L’abolition du capital, c’est-à-dire la révolution et la production du communisme, est immédiatement abolition des classes et donc du prolétariat, dans la communisation de la société, c’est-à-dire la production de relations immédiates entre individus dans leur singularité. Individus qui ne sont plus chacun l’incarnation d’une catégorie sociale, y compris les catégories supposées naturelles comme les sexes sociaux de femme et d’homme.

La question de la distinction de genre, de la construction des catégories d’homme et de femme, la question de la lutte des femmes, depuis la fin des années 1960, dessinaient un angle mort de la théorie de la communisation : quelque chose que tout le travail théorique de dépassement du programmatisme avait, au mieux, plus ou moins consciemment ignoré, au pire, volontairement rejeté comme hors de propos (TC y compris).

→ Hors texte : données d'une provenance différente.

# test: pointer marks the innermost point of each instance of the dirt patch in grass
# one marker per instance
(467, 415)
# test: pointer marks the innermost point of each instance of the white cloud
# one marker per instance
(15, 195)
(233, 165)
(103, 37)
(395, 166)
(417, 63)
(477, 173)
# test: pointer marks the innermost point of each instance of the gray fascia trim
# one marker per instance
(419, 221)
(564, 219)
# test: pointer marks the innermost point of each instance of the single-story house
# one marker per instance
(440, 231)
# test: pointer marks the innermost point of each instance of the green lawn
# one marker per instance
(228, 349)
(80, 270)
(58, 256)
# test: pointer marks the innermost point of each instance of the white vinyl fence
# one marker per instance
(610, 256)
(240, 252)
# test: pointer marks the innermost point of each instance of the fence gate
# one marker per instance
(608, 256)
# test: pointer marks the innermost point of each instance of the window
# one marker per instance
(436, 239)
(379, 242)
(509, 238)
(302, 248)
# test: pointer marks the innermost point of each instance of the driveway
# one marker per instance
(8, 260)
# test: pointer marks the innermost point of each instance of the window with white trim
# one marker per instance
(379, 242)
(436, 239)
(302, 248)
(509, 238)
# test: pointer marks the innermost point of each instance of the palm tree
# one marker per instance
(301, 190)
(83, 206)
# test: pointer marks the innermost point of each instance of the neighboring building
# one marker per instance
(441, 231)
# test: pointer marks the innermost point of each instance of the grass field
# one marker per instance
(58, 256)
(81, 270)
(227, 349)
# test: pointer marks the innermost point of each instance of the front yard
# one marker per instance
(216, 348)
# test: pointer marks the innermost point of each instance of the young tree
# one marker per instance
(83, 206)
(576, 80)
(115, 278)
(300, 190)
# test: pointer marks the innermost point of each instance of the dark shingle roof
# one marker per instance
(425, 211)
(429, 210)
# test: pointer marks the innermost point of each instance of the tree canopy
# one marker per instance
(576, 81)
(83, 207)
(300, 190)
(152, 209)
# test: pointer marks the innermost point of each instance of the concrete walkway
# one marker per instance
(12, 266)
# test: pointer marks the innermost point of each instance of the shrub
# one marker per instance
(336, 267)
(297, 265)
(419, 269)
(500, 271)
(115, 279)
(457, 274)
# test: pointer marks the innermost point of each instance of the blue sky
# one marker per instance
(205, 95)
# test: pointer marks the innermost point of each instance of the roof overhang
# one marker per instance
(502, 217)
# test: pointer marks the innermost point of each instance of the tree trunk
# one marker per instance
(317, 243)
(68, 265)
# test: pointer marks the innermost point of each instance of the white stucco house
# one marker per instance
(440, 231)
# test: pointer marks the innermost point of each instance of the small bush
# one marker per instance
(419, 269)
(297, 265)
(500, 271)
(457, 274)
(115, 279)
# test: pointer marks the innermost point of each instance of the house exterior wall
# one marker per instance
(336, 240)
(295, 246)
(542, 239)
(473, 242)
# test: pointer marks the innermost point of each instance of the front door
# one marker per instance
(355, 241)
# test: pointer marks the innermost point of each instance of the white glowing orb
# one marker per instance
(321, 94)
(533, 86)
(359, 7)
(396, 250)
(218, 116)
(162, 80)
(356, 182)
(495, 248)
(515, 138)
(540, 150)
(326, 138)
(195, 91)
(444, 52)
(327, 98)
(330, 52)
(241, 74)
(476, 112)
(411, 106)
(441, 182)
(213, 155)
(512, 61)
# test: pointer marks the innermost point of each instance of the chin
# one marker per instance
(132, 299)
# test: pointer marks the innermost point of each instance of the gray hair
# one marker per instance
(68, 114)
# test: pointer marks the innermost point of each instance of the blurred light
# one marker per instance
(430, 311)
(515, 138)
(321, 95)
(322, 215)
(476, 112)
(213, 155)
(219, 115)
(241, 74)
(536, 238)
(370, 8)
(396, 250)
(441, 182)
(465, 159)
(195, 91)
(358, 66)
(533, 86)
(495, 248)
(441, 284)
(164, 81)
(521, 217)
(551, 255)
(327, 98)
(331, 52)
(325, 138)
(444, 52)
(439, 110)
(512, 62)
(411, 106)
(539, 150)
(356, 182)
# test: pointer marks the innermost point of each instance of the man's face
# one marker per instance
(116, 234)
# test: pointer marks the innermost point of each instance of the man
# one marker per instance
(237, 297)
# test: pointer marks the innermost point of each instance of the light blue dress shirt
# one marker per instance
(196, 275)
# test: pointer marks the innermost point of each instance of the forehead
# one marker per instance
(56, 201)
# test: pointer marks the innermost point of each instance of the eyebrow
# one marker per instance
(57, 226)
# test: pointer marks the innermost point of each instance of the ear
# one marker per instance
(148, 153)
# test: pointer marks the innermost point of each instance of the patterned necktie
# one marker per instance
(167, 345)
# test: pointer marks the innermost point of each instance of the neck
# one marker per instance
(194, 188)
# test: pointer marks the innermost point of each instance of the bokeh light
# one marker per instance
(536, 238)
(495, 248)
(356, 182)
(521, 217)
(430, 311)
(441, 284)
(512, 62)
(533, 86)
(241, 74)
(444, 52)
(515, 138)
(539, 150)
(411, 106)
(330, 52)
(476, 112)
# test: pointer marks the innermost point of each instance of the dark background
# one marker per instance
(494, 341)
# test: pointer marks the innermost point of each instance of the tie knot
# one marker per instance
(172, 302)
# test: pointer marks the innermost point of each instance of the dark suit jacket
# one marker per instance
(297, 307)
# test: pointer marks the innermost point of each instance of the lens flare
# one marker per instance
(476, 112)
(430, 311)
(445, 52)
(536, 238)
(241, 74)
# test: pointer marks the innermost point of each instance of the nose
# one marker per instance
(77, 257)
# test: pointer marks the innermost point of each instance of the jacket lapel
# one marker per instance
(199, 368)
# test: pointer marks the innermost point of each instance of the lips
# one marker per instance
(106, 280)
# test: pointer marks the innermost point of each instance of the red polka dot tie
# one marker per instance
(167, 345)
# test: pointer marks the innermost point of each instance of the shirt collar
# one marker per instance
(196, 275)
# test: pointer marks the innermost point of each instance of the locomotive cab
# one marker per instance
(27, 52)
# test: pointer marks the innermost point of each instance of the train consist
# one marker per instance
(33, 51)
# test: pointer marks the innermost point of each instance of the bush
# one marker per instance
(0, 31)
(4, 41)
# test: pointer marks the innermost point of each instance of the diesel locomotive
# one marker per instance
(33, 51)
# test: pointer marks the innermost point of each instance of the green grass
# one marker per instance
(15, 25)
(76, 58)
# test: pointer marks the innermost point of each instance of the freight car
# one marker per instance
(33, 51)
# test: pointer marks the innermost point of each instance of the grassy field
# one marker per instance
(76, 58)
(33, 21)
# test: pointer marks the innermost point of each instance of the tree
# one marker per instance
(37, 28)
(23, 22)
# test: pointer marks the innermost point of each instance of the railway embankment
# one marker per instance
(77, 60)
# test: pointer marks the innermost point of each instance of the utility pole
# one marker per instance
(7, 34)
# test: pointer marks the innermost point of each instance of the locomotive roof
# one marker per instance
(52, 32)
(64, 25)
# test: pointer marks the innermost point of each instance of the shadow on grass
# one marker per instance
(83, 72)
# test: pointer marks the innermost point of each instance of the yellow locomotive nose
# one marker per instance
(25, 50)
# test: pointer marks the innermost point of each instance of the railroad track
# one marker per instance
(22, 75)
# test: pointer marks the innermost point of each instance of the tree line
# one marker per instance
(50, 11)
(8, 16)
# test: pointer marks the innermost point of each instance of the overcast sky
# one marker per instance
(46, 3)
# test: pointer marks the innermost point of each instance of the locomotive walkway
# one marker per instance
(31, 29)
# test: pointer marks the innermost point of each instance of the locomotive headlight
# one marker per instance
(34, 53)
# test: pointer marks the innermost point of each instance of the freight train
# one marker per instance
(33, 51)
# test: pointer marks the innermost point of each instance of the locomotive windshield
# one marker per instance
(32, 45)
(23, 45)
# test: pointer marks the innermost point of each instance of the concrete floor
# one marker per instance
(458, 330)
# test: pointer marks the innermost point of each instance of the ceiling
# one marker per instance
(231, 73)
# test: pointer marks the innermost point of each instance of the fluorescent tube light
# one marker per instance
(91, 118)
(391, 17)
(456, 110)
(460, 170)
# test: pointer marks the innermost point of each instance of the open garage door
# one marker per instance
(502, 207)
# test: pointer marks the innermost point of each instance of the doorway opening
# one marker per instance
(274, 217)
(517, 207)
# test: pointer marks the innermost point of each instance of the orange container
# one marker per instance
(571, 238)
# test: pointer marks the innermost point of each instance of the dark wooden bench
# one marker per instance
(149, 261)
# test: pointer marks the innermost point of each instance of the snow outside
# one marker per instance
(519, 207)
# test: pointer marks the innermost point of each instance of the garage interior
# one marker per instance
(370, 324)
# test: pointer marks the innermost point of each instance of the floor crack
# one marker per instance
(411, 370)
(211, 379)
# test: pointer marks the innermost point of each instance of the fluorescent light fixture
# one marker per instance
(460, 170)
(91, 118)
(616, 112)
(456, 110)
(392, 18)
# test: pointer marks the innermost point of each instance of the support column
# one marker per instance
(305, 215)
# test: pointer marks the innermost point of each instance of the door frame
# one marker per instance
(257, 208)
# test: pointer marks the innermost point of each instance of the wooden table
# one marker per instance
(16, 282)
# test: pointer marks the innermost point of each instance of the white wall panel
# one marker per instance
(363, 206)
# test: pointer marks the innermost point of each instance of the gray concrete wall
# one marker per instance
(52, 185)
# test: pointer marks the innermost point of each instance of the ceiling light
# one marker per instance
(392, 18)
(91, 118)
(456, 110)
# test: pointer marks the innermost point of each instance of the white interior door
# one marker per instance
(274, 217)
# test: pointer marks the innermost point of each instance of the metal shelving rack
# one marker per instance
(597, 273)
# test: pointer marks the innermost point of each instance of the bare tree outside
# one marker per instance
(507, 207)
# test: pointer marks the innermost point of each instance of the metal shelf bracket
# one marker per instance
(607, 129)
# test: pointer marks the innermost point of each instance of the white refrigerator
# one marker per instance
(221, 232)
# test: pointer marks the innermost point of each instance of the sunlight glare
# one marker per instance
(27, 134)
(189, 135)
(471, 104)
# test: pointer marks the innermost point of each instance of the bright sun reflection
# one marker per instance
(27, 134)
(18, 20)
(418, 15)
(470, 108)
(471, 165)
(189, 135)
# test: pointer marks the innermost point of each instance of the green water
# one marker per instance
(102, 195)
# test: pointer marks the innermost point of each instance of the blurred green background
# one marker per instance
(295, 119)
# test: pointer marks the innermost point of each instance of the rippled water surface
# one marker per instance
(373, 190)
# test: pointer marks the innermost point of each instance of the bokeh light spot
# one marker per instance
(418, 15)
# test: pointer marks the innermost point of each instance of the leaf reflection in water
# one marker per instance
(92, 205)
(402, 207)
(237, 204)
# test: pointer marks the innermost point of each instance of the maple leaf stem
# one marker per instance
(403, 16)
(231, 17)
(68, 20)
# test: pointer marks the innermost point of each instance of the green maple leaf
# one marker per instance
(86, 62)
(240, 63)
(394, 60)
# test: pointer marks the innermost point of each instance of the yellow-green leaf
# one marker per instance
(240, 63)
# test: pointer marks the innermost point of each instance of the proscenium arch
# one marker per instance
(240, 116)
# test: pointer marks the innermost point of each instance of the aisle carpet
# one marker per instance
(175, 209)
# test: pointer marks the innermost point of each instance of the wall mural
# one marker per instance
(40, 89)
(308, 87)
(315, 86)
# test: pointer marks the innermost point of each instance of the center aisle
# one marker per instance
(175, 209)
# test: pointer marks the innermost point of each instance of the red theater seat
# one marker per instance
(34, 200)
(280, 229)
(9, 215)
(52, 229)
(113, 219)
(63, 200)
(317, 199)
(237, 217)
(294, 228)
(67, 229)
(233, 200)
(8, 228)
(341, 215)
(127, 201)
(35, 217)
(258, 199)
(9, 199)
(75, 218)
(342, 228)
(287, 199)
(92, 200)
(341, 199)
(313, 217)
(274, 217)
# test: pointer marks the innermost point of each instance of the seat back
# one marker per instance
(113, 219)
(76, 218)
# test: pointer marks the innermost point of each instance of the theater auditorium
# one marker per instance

La révolution est à partir de ce cycle de luttes un dépassement produit par celui-ci. Il ne peut y avoir transcroissance des luttes actuelles à la révolution pour la simple raison que celle-ci est abolition des classes. Ce dépassement, cette rupture, c’est le moment où, dans la lutte des classes, l’appartenance de classe, la distinction de genre, deviennent elles-mêmes une contrainte extérieure imposée par le capital, c’est un procès contradictoire interne au mode de production capitaliste. En attendant, ni orphelins du mouvement ouvrier, ni prophètes du communisme à venir, nous sommes dans la lutte de classe telle qu’elle est quotidiennement et telle qu’elle est productrice de théorie.